French artist Nathalie LeCroc has made a career creating watercolors of the items found in women's handbags. She prefers an un-edited handbag - no removing gum wrappers or baby pacifiers in the taxi on the way to her studio. Her works of art will one day be a book of 1,001 handbags and their secrets. The prints are as charming and varied as the women they belong too.
I have a friend who stores her deceased mother's handbag wrapped in layers of plastic. She says that when opened, it still retains the smell of her mother and she wants to preserve that sacred imprint as long as she can. Could it not be said that a piece of our very souls are found within the jumble of our handbags?
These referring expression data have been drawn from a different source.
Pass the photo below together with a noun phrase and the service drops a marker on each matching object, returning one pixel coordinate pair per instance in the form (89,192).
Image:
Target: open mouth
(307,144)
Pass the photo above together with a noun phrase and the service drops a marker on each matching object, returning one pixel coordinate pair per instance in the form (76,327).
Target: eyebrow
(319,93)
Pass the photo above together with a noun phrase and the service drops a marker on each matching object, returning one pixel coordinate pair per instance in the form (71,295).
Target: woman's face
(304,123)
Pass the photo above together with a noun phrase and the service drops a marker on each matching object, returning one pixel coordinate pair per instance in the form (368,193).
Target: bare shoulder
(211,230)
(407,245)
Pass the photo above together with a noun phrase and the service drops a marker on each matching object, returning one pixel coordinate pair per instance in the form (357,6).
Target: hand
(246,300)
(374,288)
Below, is mine. Unedited. Like Vesper, I too, carry a large bottle of scent.
If you carry a talisman that is special or want to disclose what your handbag holds, I'ld love to hear.
Friday, June 3, 2016
Some weeks have personalities of their own. And so do some weekends. Last Friday night while driving home from dinner with my daughter, I received a call on my bluetooth. When I said hello the policeman on the other end asked me to identify myself. They found my number on the cell phone of a friend who was unresponsive in an ambulance and I was the last person he had called.
Fast forward to Monday where I sat across from my friend as spring twilight flooded my upstairs sitting room with the grainy other-worldly light that comes just before dark - both of us a bit shell-shocked and misty-eyed. You just never know. Fortunately, he is ok but for 24 hours, no one was quite sure. Apparently, a seizure will do that to a person.
As we waited for our dinner to finish cooking in the oven, the conversation drifted to other things and I began telling him about an article I recently read regarding the real-life island that J.M. Barrie visited while writing Peter Pan. I wondered if the island had been used as the setting for the lost boys' sanctuary, as was so magically depicted in the enduring tale. Barrie visited the place over and over and once said that the call of the island can only be heard by those for whom it was meant...
I felt compelled to stay by my friend's hospital bed all weekend. I also felt that if I could speak to him up close, somehow I could make him wake up because in my heart, I believed he was not having a stroke but perhaps a seizure. When they finally allowed me to approach, I leaned in and told him I was there and that everything was going to be ok. My words did the trick because he immediately turned his face towards mine and with his eyes still closed, smiled widely. I heard one of the doctor's murmur, "That was a pretty good response".
Our weekend was a lost one although blessedly, one with a happy ending. And Barrie's observation has stayed with me all this week long ... sometimes words too, can really only be heard by those for whom they are meant.